А.И. Мартынов обосновал эмпирически и методологически идею степной скотоводческой цивилизации Центральной Азии. Он выделил в ее генетической структуре два этапа: эпоху ски-фо-сибирского мира (УП-Ш вв. до н.э.) и гунно-тюркскую эпоху кочевничества (II в. до н.э. -XII в. н.э.). А.И. Мартынов выделил следующие признаки степной скотоводческой цивилизации: развитие региональных экстенсивных форм скотоводства и пойменного, орошаемого земледелия; развитие специализированных форм ремесленной деятельности (горнорудной, металлургической, ювелирно-художественной и строи-

тельной); наличие монументальных погребальных и культовых сооружений; высокоразвитое искусство звериного стиля как выражение идеологии (со знаково-коммуникабельными функциями); наличие стратово-классовой системы; существование устойчивых транспортных и обменных контактов вдоль степной зоны. К признакам степной скотоводческой цивилизации исследователь также относит следующие: рост численности и плотности населения в степях, концентрацию его в определенных территориях; существование в У-П вв. до н.э. ранних государственных образований скифов, саков в Горном Алтае, в верховьях Енисея и в Ордосе с определенной сложившейся экономической базой, социальной структурой, идеологией и границами распространения, фиксируемыми территорией распространения археологических памятников. Сравнивая степную скотоводческую цивилизацию с цивилизациями земледельческих народов, А.И. Мартынов пришел к выводу, что первая, по ряду параметров, превосходила цивилизации земледельцев.
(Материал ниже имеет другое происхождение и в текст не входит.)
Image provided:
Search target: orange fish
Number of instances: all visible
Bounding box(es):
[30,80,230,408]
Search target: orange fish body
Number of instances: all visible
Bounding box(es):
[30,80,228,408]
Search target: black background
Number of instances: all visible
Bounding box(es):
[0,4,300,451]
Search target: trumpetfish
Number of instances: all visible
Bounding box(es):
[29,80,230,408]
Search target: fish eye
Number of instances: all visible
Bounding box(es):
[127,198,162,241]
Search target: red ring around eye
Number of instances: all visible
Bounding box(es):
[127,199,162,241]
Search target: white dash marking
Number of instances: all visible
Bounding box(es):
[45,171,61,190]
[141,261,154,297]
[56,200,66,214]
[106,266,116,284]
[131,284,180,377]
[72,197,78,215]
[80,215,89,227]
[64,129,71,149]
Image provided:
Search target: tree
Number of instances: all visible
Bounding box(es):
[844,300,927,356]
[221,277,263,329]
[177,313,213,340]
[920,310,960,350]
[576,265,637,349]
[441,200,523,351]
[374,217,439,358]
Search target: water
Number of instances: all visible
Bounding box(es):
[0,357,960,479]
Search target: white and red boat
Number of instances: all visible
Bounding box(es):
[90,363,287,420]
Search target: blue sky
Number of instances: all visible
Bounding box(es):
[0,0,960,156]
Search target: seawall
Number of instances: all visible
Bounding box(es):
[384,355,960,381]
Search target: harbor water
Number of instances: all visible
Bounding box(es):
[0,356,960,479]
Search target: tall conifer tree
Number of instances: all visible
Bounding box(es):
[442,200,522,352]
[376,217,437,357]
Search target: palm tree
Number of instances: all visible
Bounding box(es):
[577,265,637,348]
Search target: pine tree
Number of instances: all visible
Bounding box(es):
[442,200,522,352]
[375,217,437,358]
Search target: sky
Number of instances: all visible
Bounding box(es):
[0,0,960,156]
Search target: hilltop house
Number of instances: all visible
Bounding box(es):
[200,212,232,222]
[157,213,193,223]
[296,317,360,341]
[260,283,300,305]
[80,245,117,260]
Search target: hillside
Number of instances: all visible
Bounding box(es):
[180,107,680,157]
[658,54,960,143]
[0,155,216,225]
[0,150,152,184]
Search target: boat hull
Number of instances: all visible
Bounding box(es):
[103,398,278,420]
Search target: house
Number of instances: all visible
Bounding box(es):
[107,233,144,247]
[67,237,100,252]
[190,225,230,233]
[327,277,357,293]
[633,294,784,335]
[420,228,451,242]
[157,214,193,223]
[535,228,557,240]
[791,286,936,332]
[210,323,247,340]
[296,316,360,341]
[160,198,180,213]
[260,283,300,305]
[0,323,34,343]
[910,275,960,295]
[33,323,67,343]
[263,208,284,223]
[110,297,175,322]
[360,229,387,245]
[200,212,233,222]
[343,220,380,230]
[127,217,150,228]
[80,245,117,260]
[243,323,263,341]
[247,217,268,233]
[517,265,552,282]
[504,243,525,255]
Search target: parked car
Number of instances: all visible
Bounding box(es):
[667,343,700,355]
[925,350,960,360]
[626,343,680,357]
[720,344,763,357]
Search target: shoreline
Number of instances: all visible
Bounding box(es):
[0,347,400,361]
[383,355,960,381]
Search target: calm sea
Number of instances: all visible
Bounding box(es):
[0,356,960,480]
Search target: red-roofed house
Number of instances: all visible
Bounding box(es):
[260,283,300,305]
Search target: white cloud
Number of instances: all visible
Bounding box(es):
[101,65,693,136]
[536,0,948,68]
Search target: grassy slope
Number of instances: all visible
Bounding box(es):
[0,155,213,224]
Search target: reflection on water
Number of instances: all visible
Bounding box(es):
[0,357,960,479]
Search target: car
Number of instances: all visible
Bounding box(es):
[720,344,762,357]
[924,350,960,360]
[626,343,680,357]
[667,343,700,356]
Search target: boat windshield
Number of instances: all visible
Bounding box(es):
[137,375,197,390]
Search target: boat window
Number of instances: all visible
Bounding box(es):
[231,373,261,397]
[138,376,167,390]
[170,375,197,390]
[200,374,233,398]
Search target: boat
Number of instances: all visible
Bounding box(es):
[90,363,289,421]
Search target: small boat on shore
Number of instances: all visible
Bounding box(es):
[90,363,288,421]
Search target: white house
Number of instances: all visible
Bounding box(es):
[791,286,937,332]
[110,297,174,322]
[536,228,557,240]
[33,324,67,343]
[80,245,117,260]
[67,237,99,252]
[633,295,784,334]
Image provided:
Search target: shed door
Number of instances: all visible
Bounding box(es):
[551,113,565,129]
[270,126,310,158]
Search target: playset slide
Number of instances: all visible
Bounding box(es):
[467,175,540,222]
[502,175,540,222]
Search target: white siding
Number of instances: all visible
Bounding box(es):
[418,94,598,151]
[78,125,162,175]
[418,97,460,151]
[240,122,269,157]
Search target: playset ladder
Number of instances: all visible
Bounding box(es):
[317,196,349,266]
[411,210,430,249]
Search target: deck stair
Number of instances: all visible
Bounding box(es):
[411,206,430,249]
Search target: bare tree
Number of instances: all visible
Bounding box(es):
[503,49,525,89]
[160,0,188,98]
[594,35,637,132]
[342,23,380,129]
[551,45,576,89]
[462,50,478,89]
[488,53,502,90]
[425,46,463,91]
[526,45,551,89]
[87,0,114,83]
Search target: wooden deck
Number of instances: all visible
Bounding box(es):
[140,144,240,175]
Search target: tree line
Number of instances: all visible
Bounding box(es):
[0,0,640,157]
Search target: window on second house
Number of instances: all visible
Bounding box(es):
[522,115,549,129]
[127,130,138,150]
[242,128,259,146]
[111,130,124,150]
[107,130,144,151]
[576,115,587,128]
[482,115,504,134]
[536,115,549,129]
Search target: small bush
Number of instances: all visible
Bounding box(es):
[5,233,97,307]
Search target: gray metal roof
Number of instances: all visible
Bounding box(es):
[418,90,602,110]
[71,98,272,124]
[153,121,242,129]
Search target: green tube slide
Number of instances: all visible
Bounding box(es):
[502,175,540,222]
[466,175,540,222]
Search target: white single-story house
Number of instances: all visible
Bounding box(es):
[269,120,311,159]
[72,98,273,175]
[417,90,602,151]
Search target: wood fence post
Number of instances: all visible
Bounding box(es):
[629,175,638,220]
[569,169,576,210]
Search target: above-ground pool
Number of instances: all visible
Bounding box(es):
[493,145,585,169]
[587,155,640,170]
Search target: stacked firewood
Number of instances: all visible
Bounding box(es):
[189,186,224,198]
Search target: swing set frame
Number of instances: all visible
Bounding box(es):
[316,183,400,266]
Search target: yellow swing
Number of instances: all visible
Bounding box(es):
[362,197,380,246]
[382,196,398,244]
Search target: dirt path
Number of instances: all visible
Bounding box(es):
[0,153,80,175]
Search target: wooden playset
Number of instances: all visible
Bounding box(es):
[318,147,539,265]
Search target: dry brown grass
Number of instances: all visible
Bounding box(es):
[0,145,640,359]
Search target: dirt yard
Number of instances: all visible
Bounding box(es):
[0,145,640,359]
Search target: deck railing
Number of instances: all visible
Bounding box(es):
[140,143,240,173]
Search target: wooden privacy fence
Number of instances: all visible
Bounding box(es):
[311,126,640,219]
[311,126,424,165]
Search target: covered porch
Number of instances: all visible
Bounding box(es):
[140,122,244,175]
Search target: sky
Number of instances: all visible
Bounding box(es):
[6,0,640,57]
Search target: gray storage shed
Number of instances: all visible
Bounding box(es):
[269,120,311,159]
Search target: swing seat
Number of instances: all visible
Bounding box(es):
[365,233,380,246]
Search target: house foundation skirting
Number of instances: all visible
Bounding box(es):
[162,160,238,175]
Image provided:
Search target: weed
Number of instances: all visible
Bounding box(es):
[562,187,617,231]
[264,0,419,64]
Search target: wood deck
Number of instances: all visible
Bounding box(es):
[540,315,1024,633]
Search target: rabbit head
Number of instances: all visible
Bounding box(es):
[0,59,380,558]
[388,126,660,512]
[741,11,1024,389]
Он, в частности, обратил внимание на то, что степная скотоводческая цивилизация имела более обширные пространственные границы. Характерными ее чертами было отсутствие естественно-регламентированной зависимости по сравнению с цивилизациями раннего земледелия; относительно легкая возможность получения прибавочного продукта; почти неограниченные возможности развития экстенсивного скотоводства; обладание в Евразии значительными источниками металла и т.д. Представляется вполне убедительным вывод А.И. Мартынова о том, что степная скотоводческая цивилизация в процессе своего развития выработала сумму культурно-исторических ценностей в области животноводства, транспортных средств, домостроительства, горнорудного дела, металлургии, продуктов питания, устройстве жилищ, рациональных форм одежды, мировоззрения, которые стали достоянием мировой культуры. А.И. Мартынов полагает (с чем мы, безусловно, согласны), что необходимо признать ошибочной точку зрения о тупиковом характере кочевнических обществ и сложении государств только в связи с развитием земледелия [3].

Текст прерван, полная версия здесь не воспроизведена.